Review: “Captain America: The Winter Soldier” Heats Up The Blockbuster Season

Rating: 4/5 Stars

Review By: Cole Clay

Twitter: @WordsByCole

Chris Evans’ portrayal of Captain America is largely the most uninteresting character in the Marvel Franchise. His first silver screen appearance was corny and aside from a few “bromanitc” moments Steve Rogers (Evans) shared with Bucky Barnes (Sebastian Stan) and some impressive CGI the film felt short of it’s other”Marvel-ing” counterparts. The spangled hero was even more diluted by his far more intriguing colleagues in  2012‘s billion-dollar baby “Marvel’s: The Avengers.” Now, flash forward to 2014, with two exceptional trailers blazing across the web “Captain America: The Winter Soldier” is poised to take this character to new heights.

Part chase film, part thriller and completely pulse-pounding directors Anthony and Joe Russo (Tv’s “Community”) somehow mustered up the most satisfying film out of the nine  installments in the Marvel Cinematic Universe, besides the aforementioned Avengers epic.
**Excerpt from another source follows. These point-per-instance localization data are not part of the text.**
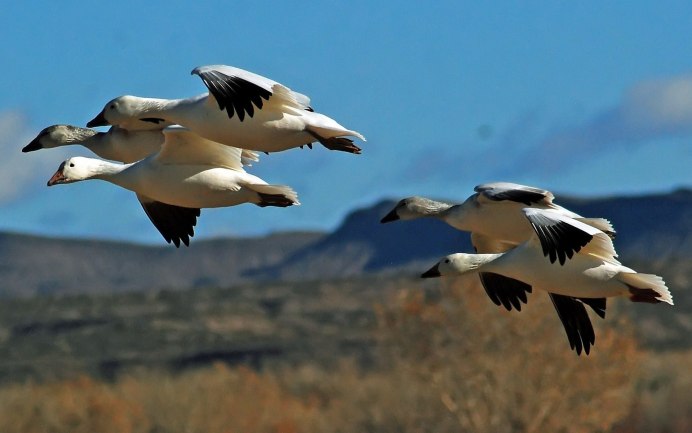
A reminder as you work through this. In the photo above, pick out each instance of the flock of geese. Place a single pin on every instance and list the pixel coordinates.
(181, 155)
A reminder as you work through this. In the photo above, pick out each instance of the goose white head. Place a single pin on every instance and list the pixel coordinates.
(59, 135)
(75, 169)
(415, 207)
(453, 264)
(129, 112)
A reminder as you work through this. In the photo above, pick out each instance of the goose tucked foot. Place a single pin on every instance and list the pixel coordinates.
(278, 200)
(336, 143)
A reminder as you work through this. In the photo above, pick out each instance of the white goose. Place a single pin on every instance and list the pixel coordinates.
(242, 109)
(497, 223)
(591, 273)
(187, 174)
(493, 215)
(117, 144)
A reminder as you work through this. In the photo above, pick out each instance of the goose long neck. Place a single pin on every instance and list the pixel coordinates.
(106, 170)
(84, 136)
(483, 260)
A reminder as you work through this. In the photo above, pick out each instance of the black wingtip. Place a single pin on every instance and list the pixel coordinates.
(391, 216)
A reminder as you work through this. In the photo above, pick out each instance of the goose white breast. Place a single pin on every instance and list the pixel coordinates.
(187, 174)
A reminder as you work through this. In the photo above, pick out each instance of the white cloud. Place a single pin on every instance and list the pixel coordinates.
(659, 106)
(648, 111)
(20, 172)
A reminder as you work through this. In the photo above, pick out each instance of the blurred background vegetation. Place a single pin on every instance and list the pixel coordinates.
(375, 354)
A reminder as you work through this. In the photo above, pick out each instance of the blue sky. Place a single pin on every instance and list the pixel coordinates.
(582, 98)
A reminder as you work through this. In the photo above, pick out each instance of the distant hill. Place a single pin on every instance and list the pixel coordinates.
(32, 265)
(651, 229)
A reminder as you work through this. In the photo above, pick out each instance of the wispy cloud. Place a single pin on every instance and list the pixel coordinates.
(21, 173)
(648, 111)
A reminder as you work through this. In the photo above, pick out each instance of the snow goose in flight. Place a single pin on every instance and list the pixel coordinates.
(495, 219)
(591, 273)
(187, 174)
(117, 144)
(493, 216)
(241, 109)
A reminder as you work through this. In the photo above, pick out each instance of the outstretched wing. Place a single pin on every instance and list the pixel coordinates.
(176, 224)
(528, 195)
(561, 236)
(576, 322)
(504, 291)
(238, 91)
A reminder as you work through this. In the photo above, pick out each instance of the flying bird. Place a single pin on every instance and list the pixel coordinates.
(593, 272)
(188, 173)
(241, 109)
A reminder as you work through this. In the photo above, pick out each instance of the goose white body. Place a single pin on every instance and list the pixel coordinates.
(242, 110)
We pick up with Steve Rogers as he has transcended from being a WWII hero, to a national treasure and is foremost, his own brand. He still stands strong to his moral code, but he seems to be influenced by the ever progressive 21st century. He is more ruthless and perhaps jaded by his past transgressions that stemmed from the loss of his  best friend Barnes. The film is essentially Rogers’ battle with the old and modern world which is carefully masked by a geo-political terrorist plot. The fiendish scheme to control the world through surveillance and drones is not only socially relevant, but is crisply orchestrated without being terribly obvious.

Photo Courtesy Of Marvel Studios

Photo Courtesy Of Marvel Studios

The Russo’s develop a character in which has always cloaked himself by his pirate like appearance, that of course is S.H.I.E.L.D. leader Nick Fury played by career badass Samuel L. Jackson. The audience gets a glimpse into his world through a few sequences that showcase his pedigree as a soldier and his allegiance to the organization he has assembled. A glimpse into Fury’s past is also shown through his relationship with the menacing Alexander Pierce (Robert Redford) whose debonaire persona makes him ideally casted for the role as the quintessential power hungry tycoon.
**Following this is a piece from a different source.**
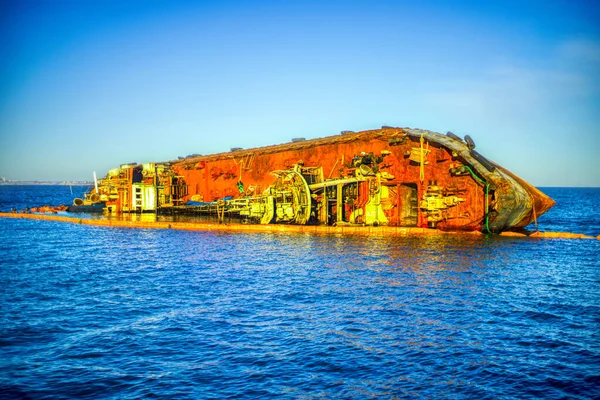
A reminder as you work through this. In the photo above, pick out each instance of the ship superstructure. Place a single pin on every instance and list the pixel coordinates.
(390, 176)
There is no way that a superhero film can be directly compared to the Jason Bourne franchise due to “Winter Solider’s” sheer implausibility. However a heightened sense of mystery is forged from a inherently campy premise. But, for a good third of the film we follow on a thrill-ride as Rogers is on the run from assailants with the pristine Natasha Romanoff (Scarlett Johansson).

Johansson is on a career hot streak in terms of her versatility with last year’s “Her” and the upcoming “Under The Skin” making her Hollywood’s most interesting working actress. Yes, she has had notable roles in the past Marvel films, but all she offered audience was a scantly clad bombshell pounding mindless bad-guys. Here Romanoff or codename “Black Widow” is actually taken seriously as a woman and a member of S.H.I.E.L.D. It appears like this is a win-win for fan service and a small step for women portrayed on screen.

Bloated blockbusters have suffered from what I like to call “Transformers-syndrome” where the action is convoluted and fails to have a sense of pace or reason for existing other than to destroy cityscapes. In “The Winter Solider” every set piece has a purpose and is engineered into a cohesive piece of filmmaking, which is a stretch for entries in the action genre.

The film excels in every way by widening the scope of the already ever expansive franchise. It comes as no surprise the Russo brothers are already contracted to head up the next entry in the Captain America franchise due out in 2016. “Captain America: Winter Solider” is undoubtedly the superior entry of the two Captain America films mainly due to the fact that they finally dove head first into the once shallow psyche of Steve Rogers. Let’s hope the Russo’s can get his squeaky clean image even a little dirtier.